Malheureusement, je suis le premier arrivé. La nuit a probablement été difficile pour tout le monde, les gars sont sans doute rentrés tard. En milieu de matinée, j'entends enfin Léonard arriver. Il me fait immédiatement signe de le suivre à son bureau.

— Ça va, Quentin ? Tu es rentré sans encombre ? As-tu réussi à la convaincre de porter plainte ?

— Non, impossible. Elle a refusé d'aller à l'hôpital pour qu'on lui fasse des prélèvements. Toutes les preuves se sont envolées, dis-je en écartant les bras légèrement pour les faire retomber le long de mon corps en signe d'abattement.

— Bon, la bonne nouvelle, c'est qu'on a pu arrêter les 3 types. Mais on n'a pas obtenu grand-chose de leur part. Ils parlent à peine français, ils n'ont aucun papier. Ils seront reconduits à la frontière.

— C'est tout ? Aucune poursuite ?

— Ils n'avaient pas de drogue sur eux, rien. Ils étaient parfaitement clean ! Et les images de vidéosurveillance de l'Attrape-rêve ne permettent pas de voir ce qui s'est produit. Je n'ai pas assez d'éléments pour alerter les Stup'. On n'a que ton témoignage...

— Il n'est pas recevable, je n'ai pas vu grand-chose. J'ai supposé que le type petit et trapu avait mis quelque chose dans son verre, mais des gens sont passés devant moi pile à ce moment. Aucun juge ne les condamnera pour une simple suspicion... Surtout si Jenna ne se place pas en victime... Un témoin partiel, pas de preuve, pas de plaignant... On ne peut rien faire, bordel !

— Ne te fais pas de bile, ils seront expulsés de toute façon, rappelle-t-il avec un geste flou de la main. N'oublie pas que notre sujet principal, c'est Lady Cash, reprend-t-il avec plus d'ardeur dans la voix. Ce n'est qu'une anecdote de plus à son actif. Ces types avaient envie de se taper une jolie fille, c'est tombé sur son verre.

— Tu ne penses pas qu'elle était ciblée spécifiquement ?

— Je ne crois pas. Malheureusement, des goujats dans ce genre, il y en a beaucoup à Nice... Je ne t'apprends rien. La brigade des Stup' ne chôme pas.

— Ok... j'espère qu'ils n'auront pas l'occasion de recommencer sur d'autres jeunes femmes. C'est vraiment abject. Mais pour en revenir à notre enquête, j'ai raccompagné notre Lady à son domicile hier soir, et je suis tombé sur un type qui vit chez elle. Vous étiez au courant de ça ?

— Un type ? Quel genre de relation semblaient-ils avoir ?

— Je n'en sais rien. Il était plus âgé, il semblait bienveillant avec elle.
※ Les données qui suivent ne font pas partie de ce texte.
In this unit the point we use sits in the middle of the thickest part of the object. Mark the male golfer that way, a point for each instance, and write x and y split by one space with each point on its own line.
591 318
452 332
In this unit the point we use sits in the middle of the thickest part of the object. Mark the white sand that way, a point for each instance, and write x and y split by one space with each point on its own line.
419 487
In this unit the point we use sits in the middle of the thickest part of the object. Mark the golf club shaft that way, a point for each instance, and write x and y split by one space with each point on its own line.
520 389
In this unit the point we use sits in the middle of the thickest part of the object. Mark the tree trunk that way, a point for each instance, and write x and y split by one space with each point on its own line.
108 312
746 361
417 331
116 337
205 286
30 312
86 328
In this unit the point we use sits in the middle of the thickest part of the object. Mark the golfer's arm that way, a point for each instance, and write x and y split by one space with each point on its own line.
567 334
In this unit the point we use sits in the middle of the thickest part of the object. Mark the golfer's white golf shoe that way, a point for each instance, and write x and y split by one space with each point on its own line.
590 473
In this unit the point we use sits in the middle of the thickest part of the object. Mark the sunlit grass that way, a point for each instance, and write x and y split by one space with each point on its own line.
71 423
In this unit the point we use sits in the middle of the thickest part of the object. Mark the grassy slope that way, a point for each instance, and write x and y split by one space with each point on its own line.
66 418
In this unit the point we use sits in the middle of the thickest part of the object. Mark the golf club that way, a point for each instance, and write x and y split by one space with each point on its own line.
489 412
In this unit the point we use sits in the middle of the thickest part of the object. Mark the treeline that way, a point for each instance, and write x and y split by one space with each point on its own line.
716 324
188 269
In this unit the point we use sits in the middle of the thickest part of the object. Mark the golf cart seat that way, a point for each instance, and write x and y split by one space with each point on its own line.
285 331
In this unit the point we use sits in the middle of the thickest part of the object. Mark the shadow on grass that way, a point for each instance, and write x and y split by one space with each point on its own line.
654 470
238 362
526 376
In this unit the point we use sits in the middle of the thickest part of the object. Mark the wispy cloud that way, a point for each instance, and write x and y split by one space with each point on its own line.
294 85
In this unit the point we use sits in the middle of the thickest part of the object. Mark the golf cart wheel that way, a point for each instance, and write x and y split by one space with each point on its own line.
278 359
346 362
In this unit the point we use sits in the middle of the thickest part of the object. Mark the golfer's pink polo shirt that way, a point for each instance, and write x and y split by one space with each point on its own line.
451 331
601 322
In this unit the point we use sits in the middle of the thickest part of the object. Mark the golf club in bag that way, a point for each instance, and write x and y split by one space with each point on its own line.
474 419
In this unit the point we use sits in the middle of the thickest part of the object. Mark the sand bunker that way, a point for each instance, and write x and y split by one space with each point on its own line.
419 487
Un peu comme son père ou son frère... sauf qu'il n'a pas posé de question malgré que je la ramène dans mes bras très largement dévêtue.

— Attends, quoi ? dévêtue ? s'égosille-t-il. Qu'est-ce qui s'est passé ? Tu n'étais pas sensé aller aussi loin, surtout sans couverture radio. Qu'est-ce qui t'a pris ? m'accuse-t-il en posant une main sur son front comme s'il avait appris une catastrophe.

— Calme-toi ! Pour qui tu me ferais passer ? Woh ! dis-je plus amusé que choqué. Je n'y suis pour rien et je n'ai rien fait, mais avec les effets du GHB, elle s'est mise à avoir chaud. Elle a retiré ses fringues sur la banquette arrière, je n'ai pas réussi à l'en dissuader.

— Ah... Parce que tu as vraiment essayé ? s'étonne-t-il sur le ton de la taquinerie. Dommage que tu n'étais plus sur écoute parce que tu aurais pu la manipuler facilement, reprend-t-il plus sérieusement. Elle aurait peut-être parlé sans filtre.

— Es-tu en train de me dire que c'est une bonne stratégie de droguer la suspecte pour obtenir des aveux ?

— Non, non, pas de ça ! Mais reconnais que l'opportunité était belle. En tout cas, tu fais du très bon travail. Elle ne va pas tarder à baisser la garde, maintenant que tu fais partie de son paysage. Il faut poursuivre ce soir, alors tu devrais aller dormir. Tu as une tête de déterré. De mon côté, je vais voir ce que je trouve au sujet du mec que tu as croisé chez elle. D'après le dossier, elle n'a ni père ni frère. C'est une enfant récupérée dans un bidonville par des bonnes sœurs au Costa Rica. Je te tiens au courant si je trouve quelque chose.

Jelui envoie un geste de la main et file me recoucher dans le superbe loft que jefais semblant d'habiter.